Urinary microRNAs (miRNAs) play a role in the pathogenesis of chronic kidney disease (CKD). To identify the expression of urinary miR-377 and miR-216a in 50 children and adolescents with type 1 diabetes (T1DM) compared with 50 healthy controls and assess their relation to the degree of albuminuria, glycemic control and carotid intimal thickness (CIMT) as an index of atherosclerosis. Diabetic subjects were divided into normoalbuminuric and microalbuminuric groups according to urinary albumin creatinine ration (UACR).

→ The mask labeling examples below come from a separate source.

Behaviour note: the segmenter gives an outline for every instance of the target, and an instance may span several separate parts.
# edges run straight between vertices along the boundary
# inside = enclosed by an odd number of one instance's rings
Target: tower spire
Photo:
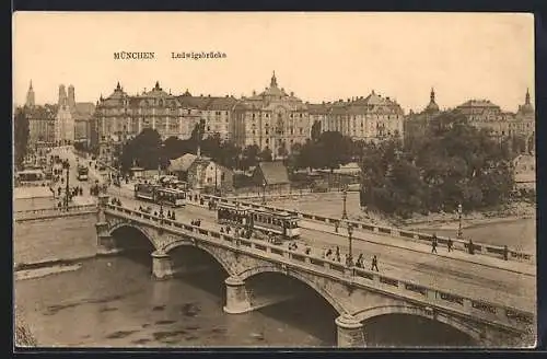
[[[28,85],[28,91],[26,92],[26,103],[27,107],[34,107],[34,90],[33,90],[33,80],[31,80],[31,84]]]
[[[270,88],[277,88],[276,71],[274,71],[274,74],[271,76]]]

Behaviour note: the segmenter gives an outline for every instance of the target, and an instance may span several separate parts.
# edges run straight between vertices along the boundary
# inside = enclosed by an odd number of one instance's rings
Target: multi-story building
[[[151,91],[129,95],[118,82],[114,92],[106,99],[101,96],[96,105],[93,128],[100,155],[109,161],[116,147],[144,128],[155,129],[162,139],[188,138],[201,111],[183,97],[163,91],[159,82]]]
[[[429,104],[420,113],[410,112],[404,121],[405,142],[410,143],[414,140],[420,140],[426,136],[426,130],[438,115],[440,114],[439,105],[435,102],[435,91],[431,89]]]
[[[339,131],[353,140],[379,141],[403,136],[404,112],[396,101],[382,97],[374,90],[366,97],[339,100],[310,105],[313,121],[319,120],[322,131]]]
[[[75,102],[74,86],[59,85],[59,100],[55,118],[55,141],[73,143],[83,141],[89,143],[90,123],[95,106],[92,102]]]
[[[294,143],[304,143],[310,138],[311,120],[307,105],[288,94],[277,83],[276,73],[269,88],[260,94],[243,97],[233,108],[233,140],[244,148],[256,144],[271,150],[274,158],[290,153]]]
[[[469,100],[456,108],[467,117],[470,125],[490,130],[500,140],[521,137],[526,151],[534,150],[535,111],[528,91],[524,104],[519,106],[516,113],[504,112],[488,100]]]
[[[24,107],[28,119],[28,144],[32,147],[51,146],[55,141],[57,105],[36,105],[31,81]]]

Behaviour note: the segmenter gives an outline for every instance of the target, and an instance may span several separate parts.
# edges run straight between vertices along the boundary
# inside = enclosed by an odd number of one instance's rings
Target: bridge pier
[[[363,325],[353,316],[342,314],[335,320],[337,327],[337,340],[340,348],[363,348],[364,341]]]
[[[152,276],[155,279],[170,279],[174,275],[173,262],[168,254],[163,252],[152,253]]]
[[[226,285],[226,305],[224,312],[229,314],[241,314],[252,310],[245,282],[236,277],[228,277],[224,280]]]

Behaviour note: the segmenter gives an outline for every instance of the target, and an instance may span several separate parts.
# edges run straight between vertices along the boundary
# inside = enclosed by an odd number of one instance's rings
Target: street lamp
[[[348,212],[346,211],[346,200],[348,199],[348,186],[344,186],[342,198],[344,198],[342,219],[348,219]]]
[[[160,144],[160,151],[158,153],[158,183],[160,183],[160,176],[162,174],[162,150],[165,147],[164,143]],[[160,215],[163,215],[163,201],[160,199]]]
[[[263,205],[266,205],[266,180],[263,182]]]
[[[65,163],[62,164],[62,166],[65,167],[65,170],[67,170],[67,186],[65,188],[65,208],[67,208],[68,210],[68,206],[69,206],[69,192],[70,192],[70,188],[69,188],[69,178],[70,178],[70,163],[67,161],[65,161]]]
[[[458,217],[458,221],[459,221],[459,224],[457,227],[457,238],[458,239],[462,239],[462,204],[457,205],[457,217]]]
[[[349,240],[349,258],[348,258],[348,266],[352,267],[353,266],[353,225],[351,223],[348,223],[348,240]]]

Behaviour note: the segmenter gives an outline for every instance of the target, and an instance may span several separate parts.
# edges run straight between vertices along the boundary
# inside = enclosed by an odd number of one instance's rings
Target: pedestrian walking
[[[431,253],[437,253],[437,234],[433,234],[431,240]]]
[[[449,252],[452,252],[452,239],[449,236],[449,241],[446,242],[446,247],[449,248]]]
[[[376,270],[376,271],[380,271],[380,270],[377,269],[377,258],[376,258],[376,255],[374,255],[374,256],[372,257],[371,270]]]

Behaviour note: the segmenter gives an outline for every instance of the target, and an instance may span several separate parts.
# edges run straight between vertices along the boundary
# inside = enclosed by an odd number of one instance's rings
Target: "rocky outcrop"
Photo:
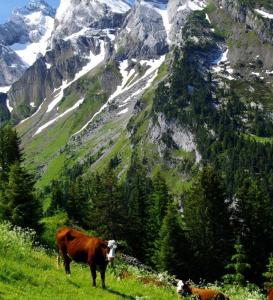
[[[235,21],[244,23],[248,30],[254,30],[263,42],[273,45],[273,19],[263,17],[238,0],[214,1],[219,8],[227,11]]]
[[[26,68],[27,66],[11,48],[0,45],[0,87],[10,86],[22,76]]]
[[[155,58],[169,50],[159,8],[156,2],[137,1],[117,38],[118,59]]]
[[[0,126],[10,118],[10,113],[6,105],[7,95],[0,93]]]
[[[29,43],[37,43],[45,35],[50,35],[50,26],[55,16],[55,9],[43,0],[30,0],[29,3],[12,12],[10,20],[0,25],[0,87],[10,86],[17,81],[29,63],[31,53],[24,53],[22,57],[17,50],[27,47]],[[46,40],[42,41],[46,48]],[[40,48],[36,46],[35,51]],[[39,49],[40,50],[40,49]],[[34,57],[35,60],[35,57]]]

Urinary miRNAs were assessed using real time polymerase chain reaction. CIMT was measured using high resolution carotid ultrasound. The expression of urinary miR-377 was significantly higher in patients with microalbumiuria (median, 3.8) compared with 2.65 and 0.98 in normoalbuminic patients and healthy controls, respectively (p < 0.05). Urinary miR-216a was significantly lower in all patients with type 1 diabetes and the lowest levels were among the microalbumiuric group. Significant positive correlations were found between urinary miR-377 and HbA1C, UACR and CIMT while urinary miR-216a was negatively correlated to these variables. Urinary miR-377 and miR-216a can be considered early biomarkers of nephropathy in pediatric type 1 diabetes. Their correlation with CIMT provides insights on the subclinical atherosclerotic process that occurs in diabetic nephropathy.